Because RTOG 0236 was the first North American cooperative group trial using SBRT, considerable effort was expended in developing the infrastructure to ensure consistent and high-quality treatment across all enrolling centers. The products of these interactions were the compliance criteria, the accreditation and credentialing criteria, the quality assurance assessment criteria and mechanisms, and the data collection and monitoring program all specific to SBRT.²⁰ This infrastructure greatly facilitated the high compliance observed for this protocol and will eventually allow evaluation of relationships between dosimetry, compliance, and adverse events with longer follow-up (more events) from completed trials.

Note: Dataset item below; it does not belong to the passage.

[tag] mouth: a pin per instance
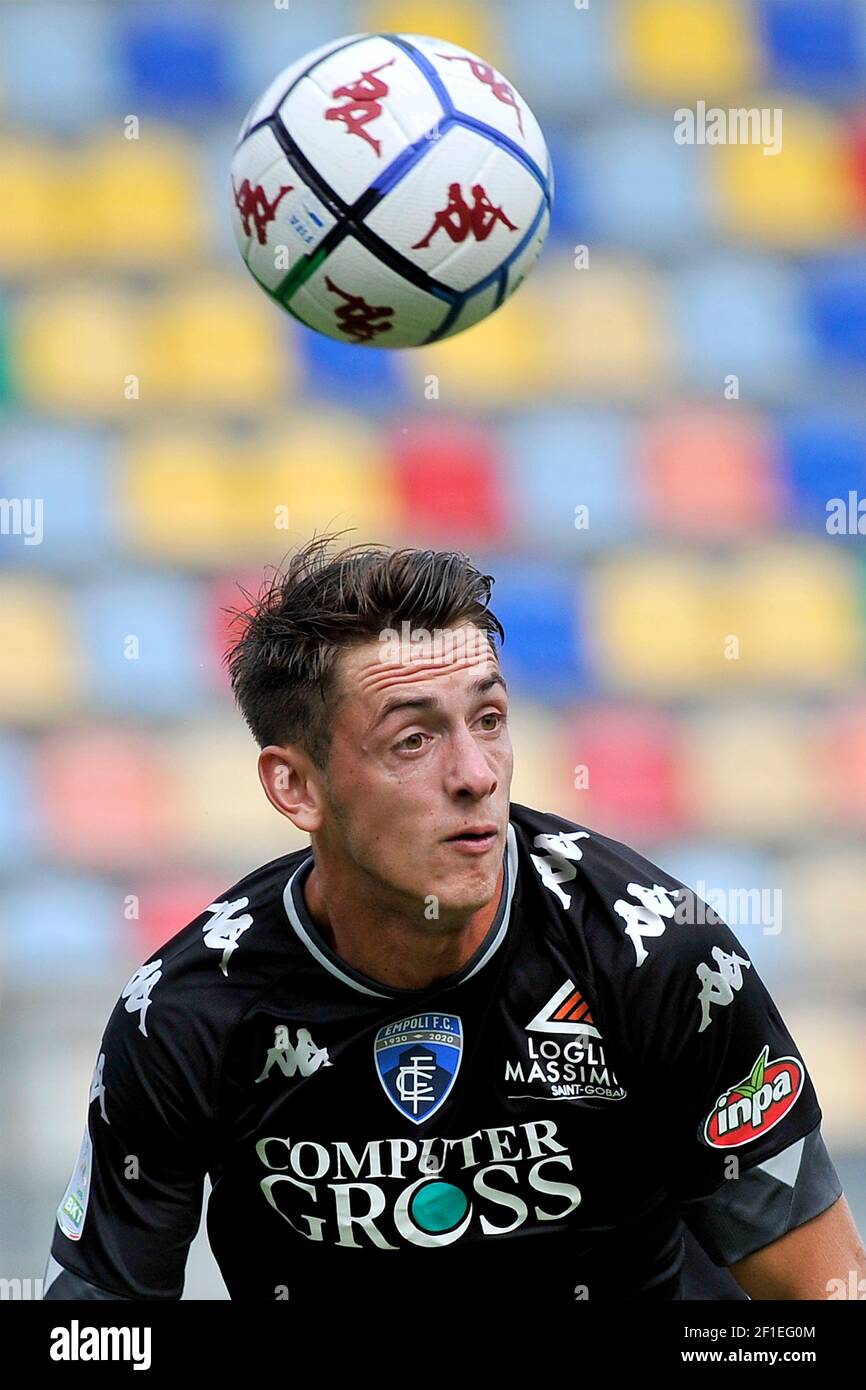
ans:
(476, 840)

The RTOG 0236 trial was limited largely by the patient population's ability to undergo invasive procedures. Even the initial biopsy required to confirm malignancy for eligibility was potentially threatening to this frail population. Importantly, the trial did not require and seldom used invasive pathological staging and histological confirmation of recurrence. Rather, noninvasive tests like CT and PET were used; both of which are associated with accuracy problems. Control was consistently evaluated by diagnostic CT scan, but PET was only used if the CT scan showed progressive changes. Collectively, these staging and evaluation methods make this experience difficult to compare with the results after surgical management of healthier patients in which both invasive staging and histological confirmation of recurrence is more common.

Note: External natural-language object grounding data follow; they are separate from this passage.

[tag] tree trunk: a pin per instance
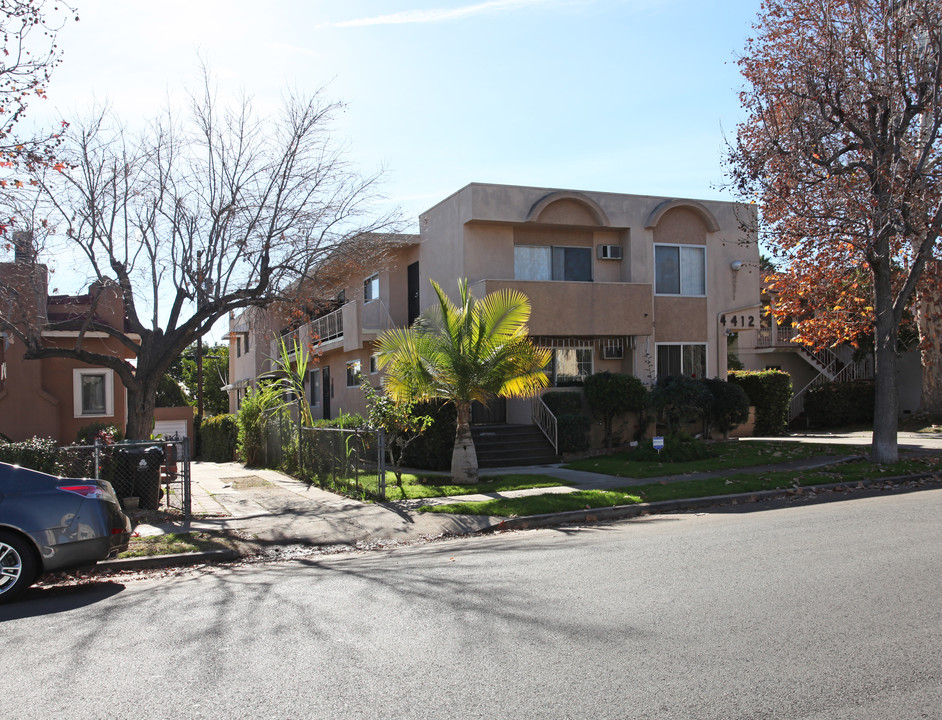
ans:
(884, 449)
(929, 322)
(141, 405)
(464, 460)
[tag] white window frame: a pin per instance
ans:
(371, 288)
(77, 375)
(683, 370)
(357, 372)
(549, 274)
(680, 272)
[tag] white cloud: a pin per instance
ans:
(439, 15)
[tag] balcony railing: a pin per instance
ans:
(327, 328)
(775, 337)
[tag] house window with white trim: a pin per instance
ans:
(93, 392)
(680, 270)
(543, 262)
(353, 373)
(681, 359)
(371, 288)
(570, 366)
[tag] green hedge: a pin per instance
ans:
(835, 404)
(218, 437)
(770, 391)
(572, 432)
(36, 453)
(432, 451)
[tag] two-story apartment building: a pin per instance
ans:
(628, 283)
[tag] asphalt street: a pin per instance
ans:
(820, 611)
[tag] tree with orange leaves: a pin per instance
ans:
(841, 147)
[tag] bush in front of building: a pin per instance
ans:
(219, 436)
(611, 395)
(432, 451)
(837, 404)
(730, 406)
(36, 454)
(770, 391)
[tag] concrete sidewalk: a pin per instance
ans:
(268, 507)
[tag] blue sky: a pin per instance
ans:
(627, 96)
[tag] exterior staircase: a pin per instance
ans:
(511, 445)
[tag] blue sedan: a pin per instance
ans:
(49, 523)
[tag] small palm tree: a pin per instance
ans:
(474, 351)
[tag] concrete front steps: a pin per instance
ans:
(511, 445)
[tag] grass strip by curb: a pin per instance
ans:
(739, 483)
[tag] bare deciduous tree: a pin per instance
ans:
(206, 212)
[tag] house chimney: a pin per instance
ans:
(23, 250)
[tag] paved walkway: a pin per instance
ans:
(271, 507)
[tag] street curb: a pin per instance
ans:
(151, 562)
(619, 512)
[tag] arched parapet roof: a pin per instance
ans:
(699, 208)
(591, 208)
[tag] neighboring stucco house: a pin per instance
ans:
(627, 283)
(56, 397)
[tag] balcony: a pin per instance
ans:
(581, 308)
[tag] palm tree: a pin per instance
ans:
(474, 351)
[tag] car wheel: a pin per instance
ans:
(18, 567)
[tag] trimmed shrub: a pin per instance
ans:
(432, 451)
(730, 406)
(36, 454)
(572, 432)
(680, 399)
(219, 438)
(835, 404)
(561, 403)
(105, 432)
(613, 394)
(770, 391)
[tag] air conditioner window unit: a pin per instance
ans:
(609, 252)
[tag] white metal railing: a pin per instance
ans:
(544, 419)
(851, 371)
(774, 337)
(326, 328)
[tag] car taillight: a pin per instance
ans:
(92, 491)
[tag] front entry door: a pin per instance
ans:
(325, 390)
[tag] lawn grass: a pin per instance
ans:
(440, 486)
(733, 454)
(173, 543)
(654, 492)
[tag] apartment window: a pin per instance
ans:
(681, 359)
(314, 388)
(570, 366)
(679, 270)
(371, 288)
(93, 392)
(542, 262)
(353, 373)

The RTOG 0236 trial demonstrated that technologically intensive treatments like SBRT can be performed in a cooperative group so long as the proper infrastructure and support are put in place. The RTOG will be building on RTOG 0236 to (1) design a trial to address the rather high rate of disseminated failure observed after treatment, (2) complete a trial to determine a safe and effective dose for central lung tumors (RTOG 0813), and (3) complete a trial to refine the dose of SBRT for peripheral tumors (RTOG 0915).